No. That’s exactly the sort of thing Dave and Ger worked very hard to avoid and specifically said they didn’t want to have done.
As I see it, complete transparency is the only hope. Any Cerebus business that takes place behind closed doors is an open invitation to taking everything in the wrong direction. It will certainly be the right of any publisher to put computer colour on Cerebus, but it would also be a given for the Newsgroup that that would fall outside of what Dave and Ger intended. “We think they would’ve like THIS computer colour.” Well, no. They just thought that colour was wrong for the Cerebus storyline. Any colour. They wouldn’t have liked your colour any more than they would’ve liked it if you had dropped mud on the page. Literally. No exceptions.

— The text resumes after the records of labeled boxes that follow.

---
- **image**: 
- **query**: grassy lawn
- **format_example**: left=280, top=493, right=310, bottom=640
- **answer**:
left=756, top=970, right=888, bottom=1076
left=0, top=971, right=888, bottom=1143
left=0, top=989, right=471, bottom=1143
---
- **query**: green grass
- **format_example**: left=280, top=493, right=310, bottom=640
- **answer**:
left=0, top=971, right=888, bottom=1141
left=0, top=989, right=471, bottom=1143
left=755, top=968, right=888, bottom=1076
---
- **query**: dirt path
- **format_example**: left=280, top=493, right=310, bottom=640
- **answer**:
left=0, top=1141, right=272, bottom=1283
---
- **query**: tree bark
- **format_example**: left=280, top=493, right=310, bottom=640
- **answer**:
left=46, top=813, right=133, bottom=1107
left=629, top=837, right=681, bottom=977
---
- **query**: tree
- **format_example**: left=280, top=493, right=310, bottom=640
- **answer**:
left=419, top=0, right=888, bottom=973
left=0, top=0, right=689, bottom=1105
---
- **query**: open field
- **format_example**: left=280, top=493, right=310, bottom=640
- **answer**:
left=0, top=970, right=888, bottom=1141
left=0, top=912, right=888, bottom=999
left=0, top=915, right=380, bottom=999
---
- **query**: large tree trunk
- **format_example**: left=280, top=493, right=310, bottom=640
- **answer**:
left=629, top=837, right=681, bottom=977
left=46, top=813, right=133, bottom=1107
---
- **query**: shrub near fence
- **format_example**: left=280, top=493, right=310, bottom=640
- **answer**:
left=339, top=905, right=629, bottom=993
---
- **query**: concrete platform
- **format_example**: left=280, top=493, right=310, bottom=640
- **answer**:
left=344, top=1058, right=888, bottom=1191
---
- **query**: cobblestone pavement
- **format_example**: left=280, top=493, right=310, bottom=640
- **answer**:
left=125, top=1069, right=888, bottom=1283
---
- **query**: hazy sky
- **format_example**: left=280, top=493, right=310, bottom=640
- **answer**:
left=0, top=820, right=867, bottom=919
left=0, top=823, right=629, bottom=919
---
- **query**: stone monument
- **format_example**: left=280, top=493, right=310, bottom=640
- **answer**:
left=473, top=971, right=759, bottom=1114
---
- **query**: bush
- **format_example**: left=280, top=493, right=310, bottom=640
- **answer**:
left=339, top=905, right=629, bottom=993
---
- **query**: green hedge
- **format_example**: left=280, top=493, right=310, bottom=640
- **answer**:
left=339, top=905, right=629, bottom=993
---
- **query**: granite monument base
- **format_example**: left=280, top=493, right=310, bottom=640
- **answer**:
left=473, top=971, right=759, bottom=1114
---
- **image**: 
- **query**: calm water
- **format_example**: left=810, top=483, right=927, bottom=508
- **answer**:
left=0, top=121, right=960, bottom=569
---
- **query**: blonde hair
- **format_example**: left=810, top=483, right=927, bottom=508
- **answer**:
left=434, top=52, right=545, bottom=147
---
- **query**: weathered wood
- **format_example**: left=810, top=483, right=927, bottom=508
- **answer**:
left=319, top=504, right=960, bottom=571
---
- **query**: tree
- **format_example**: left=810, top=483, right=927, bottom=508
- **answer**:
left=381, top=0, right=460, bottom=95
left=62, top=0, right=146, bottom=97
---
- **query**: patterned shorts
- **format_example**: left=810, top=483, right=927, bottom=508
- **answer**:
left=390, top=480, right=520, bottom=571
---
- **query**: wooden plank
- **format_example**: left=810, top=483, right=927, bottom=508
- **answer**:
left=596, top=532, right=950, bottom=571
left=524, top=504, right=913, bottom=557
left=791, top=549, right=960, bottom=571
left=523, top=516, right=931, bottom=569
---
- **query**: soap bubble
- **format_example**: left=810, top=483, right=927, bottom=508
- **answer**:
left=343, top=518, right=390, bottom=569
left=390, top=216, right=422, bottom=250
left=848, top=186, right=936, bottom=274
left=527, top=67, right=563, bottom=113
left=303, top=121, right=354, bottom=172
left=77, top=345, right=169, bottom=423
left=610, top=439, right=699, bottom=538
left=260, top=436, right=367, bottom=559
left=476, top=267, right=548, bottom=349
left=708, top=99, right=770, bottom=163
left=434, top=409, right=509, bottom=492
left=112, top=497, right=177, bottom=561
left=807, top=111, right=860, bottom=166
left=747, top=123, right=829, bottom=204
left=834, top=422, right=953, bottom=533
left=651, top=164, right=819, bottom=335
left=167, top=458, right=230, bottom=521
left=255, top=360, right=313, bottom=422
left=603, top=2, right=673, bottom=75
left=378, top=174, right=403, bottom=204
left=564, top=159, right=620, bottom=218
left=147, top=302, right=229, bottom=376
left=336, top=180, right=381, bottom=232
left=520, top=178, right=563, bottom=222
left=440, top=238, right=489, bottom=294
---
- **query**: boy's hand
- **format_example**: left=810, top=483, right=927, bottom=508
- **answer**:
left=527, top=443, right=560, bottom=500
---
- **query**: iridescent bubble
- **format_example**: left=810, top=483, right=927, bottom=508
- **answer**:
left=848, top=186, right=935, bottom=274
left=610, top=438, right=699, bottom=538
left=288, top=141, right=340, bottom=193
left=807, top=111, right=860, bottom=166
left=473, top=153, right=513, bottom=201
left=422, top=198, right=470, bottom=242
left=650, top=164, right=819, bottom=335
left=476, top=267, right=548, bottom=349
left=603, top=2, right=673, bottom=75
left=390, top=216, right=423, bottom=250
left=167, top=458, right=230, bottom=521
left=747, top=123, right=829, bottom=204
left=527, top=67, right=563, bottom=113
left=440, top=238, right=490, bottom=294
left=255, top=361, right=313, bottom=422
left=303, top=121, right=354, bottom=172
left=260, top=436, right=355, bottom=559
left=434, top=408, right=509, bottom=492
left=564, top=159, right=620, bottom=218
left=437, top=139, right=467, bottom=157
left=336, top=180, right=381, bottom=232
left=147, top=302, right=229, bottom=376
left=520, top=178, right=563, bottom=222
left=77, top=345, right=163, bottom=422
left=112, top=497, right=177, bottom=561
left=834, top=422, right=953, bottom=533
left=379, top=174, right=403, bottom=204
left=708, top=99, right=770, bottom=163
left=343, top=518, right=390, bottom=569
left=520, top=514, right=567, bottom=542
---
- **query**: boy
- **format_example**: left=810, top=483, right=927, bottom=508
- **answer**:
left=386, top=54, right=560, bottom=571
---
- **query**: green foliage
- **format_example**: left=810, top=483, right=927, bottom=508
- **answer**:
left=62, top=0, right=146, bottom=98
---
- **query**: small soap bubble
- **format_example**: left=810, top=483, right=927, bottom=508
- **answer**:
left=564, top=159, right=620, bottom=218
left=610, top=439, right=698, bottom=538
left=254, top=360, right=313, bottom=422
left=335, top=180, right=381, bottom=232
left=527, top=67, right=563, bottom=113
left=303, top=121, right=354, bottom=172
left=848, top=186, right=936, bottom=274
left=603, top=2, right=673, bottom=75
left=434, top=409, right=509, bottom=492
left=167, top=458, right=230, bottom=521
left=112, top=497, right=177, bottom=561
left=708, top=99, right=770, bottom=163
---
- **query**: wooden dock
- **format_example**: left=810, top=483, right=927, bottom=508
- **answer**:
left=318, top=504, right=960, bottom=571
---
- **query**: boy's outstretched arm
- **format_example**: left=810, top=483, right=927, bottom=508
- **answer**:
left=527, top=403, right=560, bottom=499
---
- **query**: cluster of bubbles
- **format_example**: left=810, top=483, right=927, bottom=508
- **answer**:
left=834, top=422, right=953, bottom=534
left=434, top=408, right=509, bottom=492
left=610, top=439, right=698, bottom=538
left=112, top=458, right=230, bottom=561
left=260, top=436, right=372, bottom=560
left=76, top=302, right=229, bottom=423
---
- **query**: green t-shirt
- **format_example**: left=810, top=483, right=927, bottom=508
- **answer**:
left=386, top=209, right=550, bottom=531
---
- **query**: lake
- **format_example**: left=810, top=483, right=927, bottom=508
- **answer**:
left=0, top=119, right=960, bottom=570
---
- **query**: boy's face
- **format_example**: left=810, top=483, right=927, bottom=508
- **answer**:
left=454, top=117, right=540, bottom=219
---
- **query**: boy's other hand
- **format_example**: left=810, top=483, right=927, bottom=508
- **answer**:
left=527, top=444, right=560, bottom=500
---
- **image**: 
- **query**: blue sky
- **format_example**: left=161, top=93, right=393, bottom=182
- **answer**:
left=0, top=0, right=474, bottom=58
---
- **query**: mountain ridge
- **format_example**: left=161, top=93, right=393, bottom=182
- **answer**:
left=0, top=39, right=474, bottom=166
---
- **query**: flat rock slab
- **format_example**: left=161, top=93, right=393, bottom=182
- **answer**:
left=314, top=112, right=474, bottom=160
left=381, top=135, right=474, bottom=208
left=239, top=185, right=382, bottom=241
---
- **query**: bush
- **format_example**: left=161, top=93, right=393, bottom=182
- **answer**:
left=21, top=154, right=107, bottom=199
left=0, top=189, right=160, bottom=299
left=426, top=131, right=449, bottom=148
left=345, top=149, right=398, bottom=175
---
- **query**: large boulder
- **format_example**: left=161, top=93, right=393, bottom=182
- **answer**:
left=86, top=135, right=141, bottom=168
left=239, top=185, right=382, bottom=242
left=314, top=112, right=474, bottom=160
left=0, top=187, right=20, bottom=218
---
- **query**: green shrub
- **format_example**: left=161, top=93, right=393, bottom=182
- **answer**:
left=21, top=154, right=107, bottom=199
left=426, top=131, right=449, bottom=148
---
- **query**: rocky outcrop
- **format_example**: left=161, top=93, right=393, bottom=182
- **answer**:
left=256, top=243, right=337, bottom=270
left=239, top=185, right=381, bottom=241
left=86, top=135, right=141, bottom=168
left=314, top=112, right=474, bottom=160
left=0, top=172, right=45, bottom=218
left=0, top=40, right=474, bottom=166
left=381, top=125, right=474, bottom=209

Well, in my usual long-winded way, there you have it. I guess what I’m proposing more than anything is a bargain. I’ll keep up my side of the bargain in a) staying caught up on the mail to the point where no one has to wait any longer than two or three weeks to get an answer to whatever their concern(s) might be, b) helping to fill Following Cerebus and c) answering the five questions a month—plus wildcard!—to the best of my ability.
And I’ll meet you halfway on the Cerebus Archive and Cerebus Legacy on the same basis: this is the consensus view on what the Cerebus readership thinks needs to be discussed, these are the questions the Cerebus readership has, these are some ideas the Cerebus readership came up with.
And let’s see what we can come up with together, shall we?